By Jeremy Hunt

FINDING enough dairy cattle to restock Cumbria farms with sentinel animals that test whether foot-and-mouth is still present on a farm is proving an impossible task.

Auctioneer Chris Dodds, of Penrith Farmers and Kidds, says there are just too few dairy cattle in Cumbria and neighbouring counties to meet the needs of sentinel stocking.

This means a costly delay for many of the regions dairy farmers who cannot start the process of moving back into milk production, even though sufficient time has elapsed on their holdings.

Sentinel animals must account for 25% of the previous herd total. If they blood test negative after four weeks these holdings are safe to restock.

Alternatively, farms can remain free of all animals for four months after DEFRA has issued them with the “green light” FM7 notice, and then restock.

Most Cumbria farms are taking this option, hoping that cattle will be allowed into the county from other areas at the end of the period.

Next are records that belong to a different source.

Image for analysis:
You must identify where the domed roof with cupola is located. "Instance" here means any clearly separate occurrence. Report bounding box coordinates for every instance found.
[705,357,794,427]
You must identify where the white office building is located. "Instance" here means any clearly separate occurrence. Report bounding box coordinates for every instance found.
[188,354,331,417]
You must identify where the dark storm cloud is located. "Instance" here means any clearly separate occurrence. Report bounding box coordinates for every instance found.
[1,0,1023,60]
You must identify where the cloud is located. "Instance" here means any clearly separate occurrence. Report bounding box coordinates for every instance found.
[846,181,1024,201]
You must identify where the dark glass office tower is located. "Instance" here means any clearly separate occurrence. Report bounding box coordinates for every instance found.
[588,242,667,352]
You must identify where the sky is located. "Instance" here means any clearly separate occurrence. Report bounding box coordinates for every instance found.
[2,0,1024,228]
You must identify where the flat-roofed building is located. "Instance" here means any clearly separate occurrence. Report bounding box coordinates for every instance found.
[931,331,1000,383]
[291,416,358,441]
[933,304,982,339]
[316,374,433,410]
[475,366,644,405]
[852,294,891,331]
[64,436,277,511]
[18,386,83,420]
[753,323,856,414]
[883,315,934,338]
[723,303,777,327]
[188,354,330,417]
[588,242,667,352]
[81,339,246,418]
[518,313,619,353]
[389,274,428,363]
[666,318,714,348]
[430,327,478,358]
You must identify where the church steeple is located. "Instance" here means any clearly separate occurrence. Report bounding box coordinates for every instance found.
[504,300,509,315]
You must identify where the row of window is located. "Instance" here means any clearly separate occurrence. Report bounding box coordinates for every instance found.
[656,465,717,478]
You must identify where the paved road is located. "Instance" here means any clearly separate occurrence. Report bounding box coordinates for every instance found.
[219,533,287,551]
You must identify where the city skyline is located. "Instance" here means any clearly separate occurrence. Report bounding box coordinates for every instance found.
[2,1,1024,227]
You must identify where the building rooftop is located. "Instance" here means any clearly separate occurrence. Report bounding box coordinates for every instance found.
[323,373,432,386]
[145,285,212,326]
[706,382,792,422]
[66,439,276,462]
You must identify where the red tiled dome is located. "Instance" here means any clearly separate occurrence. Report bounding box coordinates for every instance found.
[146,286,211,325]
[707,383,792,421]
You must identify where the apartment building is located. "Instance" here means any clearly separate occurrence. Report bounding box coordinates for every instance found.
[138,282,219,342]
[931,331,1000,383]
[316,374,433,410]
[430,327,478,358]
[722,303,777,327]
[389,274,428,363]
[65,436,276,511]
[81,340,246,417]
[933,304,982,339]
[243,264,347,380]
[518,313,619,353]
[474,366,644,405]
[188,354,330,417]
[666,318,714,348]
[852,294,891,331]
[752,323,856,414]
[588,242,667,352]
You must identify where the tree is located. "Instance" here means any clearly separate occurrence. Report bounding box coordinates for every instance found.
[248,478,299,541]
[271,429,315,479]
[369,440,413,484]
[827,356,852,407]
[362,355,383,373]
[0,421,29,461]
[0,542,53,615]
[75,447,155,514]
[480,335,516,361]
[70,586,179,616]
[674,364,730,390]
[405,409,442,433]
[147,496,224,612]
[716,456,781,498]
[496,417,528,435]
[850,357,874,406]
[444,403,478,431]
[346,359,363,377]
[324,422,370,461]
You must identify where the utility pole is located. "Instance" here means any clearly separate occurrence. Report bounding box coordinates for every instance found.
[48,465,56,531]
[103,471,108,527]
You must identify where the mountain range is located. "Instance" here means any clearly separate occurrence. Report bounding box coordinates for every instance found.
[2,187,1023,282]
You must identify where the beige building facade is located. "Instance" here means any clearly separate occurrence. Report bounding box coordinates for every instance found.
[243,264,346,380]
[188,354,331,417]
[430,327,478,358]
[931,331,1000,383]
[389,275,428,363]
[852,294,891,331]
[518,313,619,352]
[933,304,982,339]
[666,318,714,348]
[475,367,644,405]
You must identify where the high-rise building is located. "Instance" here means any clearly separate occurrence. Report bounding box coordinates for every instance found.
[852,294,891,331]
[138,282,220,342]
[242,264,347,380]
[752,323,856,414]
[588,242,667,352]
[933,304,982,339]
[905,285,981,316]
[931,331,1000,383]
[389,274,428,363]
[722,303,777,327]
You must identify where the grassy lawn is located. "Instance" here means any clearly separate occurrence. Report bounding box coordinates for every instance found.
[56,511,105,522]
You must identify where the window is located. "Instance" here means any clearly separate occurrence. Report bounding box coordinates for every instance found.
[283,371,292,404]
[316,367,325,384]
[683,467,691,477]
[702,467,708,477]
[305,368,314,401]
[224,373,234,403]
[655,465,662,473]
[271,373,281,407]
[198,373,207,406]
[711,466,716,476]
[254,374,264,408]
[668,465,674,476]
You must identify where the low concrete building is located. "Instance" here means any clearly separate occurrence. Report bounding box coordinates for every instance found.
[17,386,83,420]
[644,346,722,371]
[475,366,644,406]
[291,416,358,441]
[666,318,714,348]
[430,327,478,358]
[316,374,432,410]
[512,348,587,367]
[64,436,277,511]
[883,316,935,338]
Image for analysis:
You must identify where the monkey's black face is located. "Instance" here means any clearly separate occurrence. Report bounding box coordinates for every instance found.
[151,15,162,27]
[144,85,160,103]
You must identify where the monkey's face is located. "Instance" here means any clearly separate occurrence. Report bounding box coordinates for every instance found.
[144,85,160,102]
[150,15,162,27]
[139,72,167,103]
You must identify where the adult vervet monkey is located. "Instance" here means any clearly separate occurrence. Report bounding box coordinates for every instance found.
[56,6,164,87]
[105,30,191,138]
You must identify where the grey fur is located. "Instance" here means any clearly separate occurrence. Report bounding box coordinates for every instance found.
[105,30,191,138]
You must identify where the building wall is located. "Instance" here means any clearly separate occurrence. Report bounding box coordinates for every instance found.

Recent weeks have seen more Cumbria dairy farmers “staking their claim” on herds outside the county. The trend is toward forward buying, and negotiating a contractual agreement with the vendor.

Auctioneers say there is no shortage of cattle and buyers should not panic. Prices vary with some firms still offering stock at 800-950 for calved heifers. Others say registered Holsteins with good milk records are making 1300-1500.